Solutions to stepper motor heating, solutions to speed failure and lost steps problems

Solutions to stepper motor heating, solutions to speed failure and lost steps problems

Heating is a common phenomenon in stepper motors, but what level of heat is considered normal, and how to minimize the heat generated by stepper motors? The following is a simple analysis.

Causes of stepper motor heating

• Why do stepper motors generate heat? For various stepper motors, the interior is composed of an iron core and a winding coil. The winding has resistance, and power will cause loss. The size of the loss is proportional to the square of the resistance and the current. This current is not a standard DC or sine wave, and will also produce harmonic losses; the iron core has a hysteresis eddy current effect, which also occurs in an alternating magnetic field. There will be loss, the size of which is related to the material, current, frequency, and voltage. This is called iron loss . Both copper loss and iron loss will appear in the form of heat, thus affecting the efficiency of the motor. Stepper motors are relatively large and have high harmonic components. The frequency of current alternation also changes with the speed. Therefore, stepper motors generally generate more heat than ordinary AC motors.
• Reasonable range of stepper motor heating. The extent to which the motor is allowed to generate heat mainly depends on the internal insulation level of the motor. The internal insulation performance will not be damaged at high temperatures (130 degrees as long as the interior does not exceed 130 degrees, and the surface temperature will be below 90 degrees. It is normal for the surface temperature of the stepper motor to be 70-80 degrees. Simple temperature measurement The method can be roughly judged by using a thermometer : if you can touch it with your hand for more than 1-2 seconds, it will not exceed 60 degrees. If you can only touch it with your hand, it will be about 70-80 degrees. If you drop a few drops of water and it will vaporize quickly, it will be 90 degrees. Degree or above.
• The heating of the stepper motor is constant with the change of speed to maintain constant torque output. When the speed is high enough, the back electromotive force inside the motor increases, the current will gradually decrease, and the torque will also decrease. , related to the heat caused by copper loss. This is not always the case at static and low speeds, and the entire heating of the motor is the sum of the two. The above is just a general situation.

Solutions to the heating problem of stepper motors

• Reduce the heat generated by the motor. Reducing heat means reducing copper loss and iron loss. Reducing copper loss has two directions: reducing resistance and current. This requires that when selecting a model, try to choose a motor with a small resistance and a small rated current. For two-phase motors, if a series motor can be used, a parallel motor is not required, but this often conflicts with the requirements of torque and high speed.
• For the selected motor, the automatic half-current control function and offline function of the driver should be fully utilized. The former automatically reduces the current when the motor is in a static state, and the latter simply cuts off the current.
• In addition, the subdivided driver current waveform is close to sinusoidal, with less harmonics, and the motor will generate less heat.

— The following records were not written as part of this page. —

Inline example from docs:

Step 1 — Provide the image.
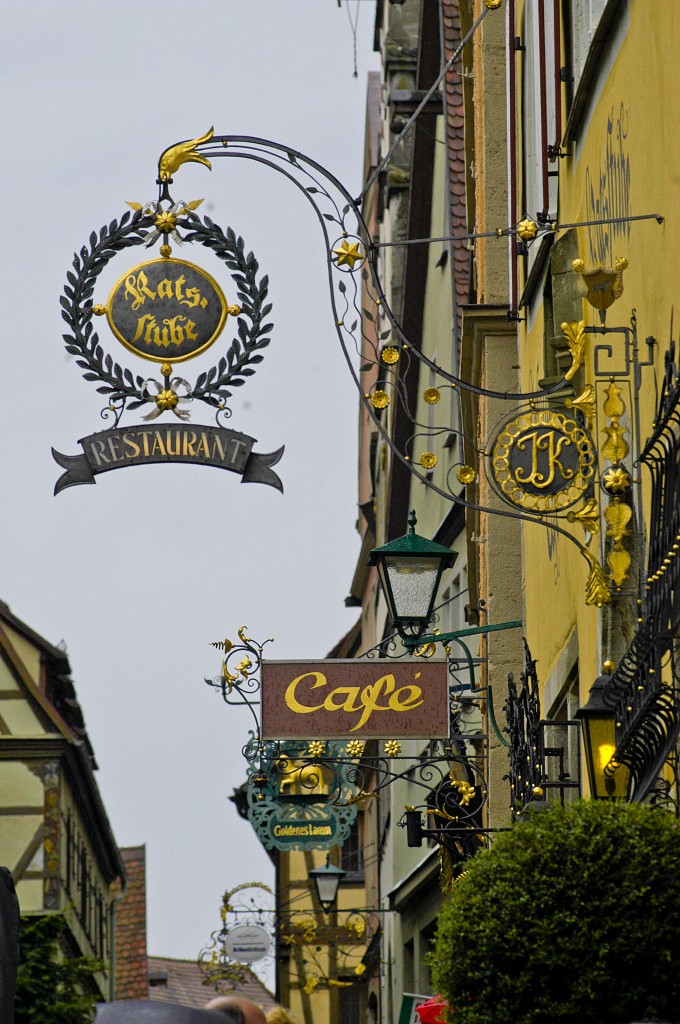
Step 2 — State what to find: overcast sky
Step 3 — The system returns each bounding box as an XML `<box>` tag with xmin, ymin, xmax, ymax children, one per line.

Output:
<box><xmin>0</xmin><ymin>0</ymin><xmax>377</xmax><ymax>974</ymax></box>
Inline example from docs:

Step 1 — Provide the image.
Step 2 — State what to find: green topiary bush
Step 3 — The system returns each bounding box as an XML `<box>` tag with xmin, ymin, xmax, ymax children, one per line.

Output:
<box><xmin>428</xmin><ymin>801</ymin><xmax>680</xmax><ymax>1024</ymax></box>
<box><xmin>14</xmin><ymin>914</ymin><xmax>104</xmax><ymax>1024</ymax></box>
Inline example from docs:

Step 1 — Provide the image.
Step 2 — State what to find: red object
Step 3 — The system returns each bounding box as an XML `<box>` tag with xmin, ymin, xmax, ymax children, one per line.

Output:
<box><xmin>415</xmin><ymin>995</ymin><xmax>449</xmax><ymax>1024</ymax></box>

There are not many ways to reduce iron loss, and the voltage level is related to it. Although high-voltage driven motors will improve high-speed characteristics, they will also increase heat generation.
• An appropriate driving voltage level should be selected, taking into account high band performance, stability, heat generation, noise and other indicators.

How to solve the problem of stepper motor speed not increasing and losing steps?

• First, the parameters of the motor are changed (for example: 57 stepper motor resistance = 0.5 ohms, inductance = 0.8MH). If we want to improve high-speed performance, we can reduce the resistance and inductance of the stepper motor accordingly, which will increase the speed and high speed. moment).
• Secondly, the power supply voltage of the stepper driver can be increased , so that the effective current magnetic field during commutation increases due to the high voltage at high speed.
• If there is no isolation between the AC power supply and the stepper driver DC bus (such as a transformer), do not connect the non-isolated port of the DC bus or the ground of the non-isolated signal to the ground. This may cause equipment damage and personal injury. Because the AC public voltage is not directed to the ground, there may be a very high voltage between the DC bus ground and the ground.
• In most high-voltage stepper driver systems, all common grounds and grounds are connected together at the signal end. Ground loops generated by multiple methods of connecting to the earth are easily affected by noise and generate flows at different reference points.
• In order to keep the command reference voltage constant, connect the signal ground of the stepper driver to the signal ground of the controller. It will also be connected to the ground of the external power supply, which will affect the operation of the controller and stepper motor driver.
• It is difficult to ground the shielding layer. There are several methods. The correct grounding point for a shield is at a reference potential point within its circuit. This point depends on whether the noise source and receiver are both grounded or floating. Make sure that the shield is grounded at the same point so that ground current does not flow through the shield.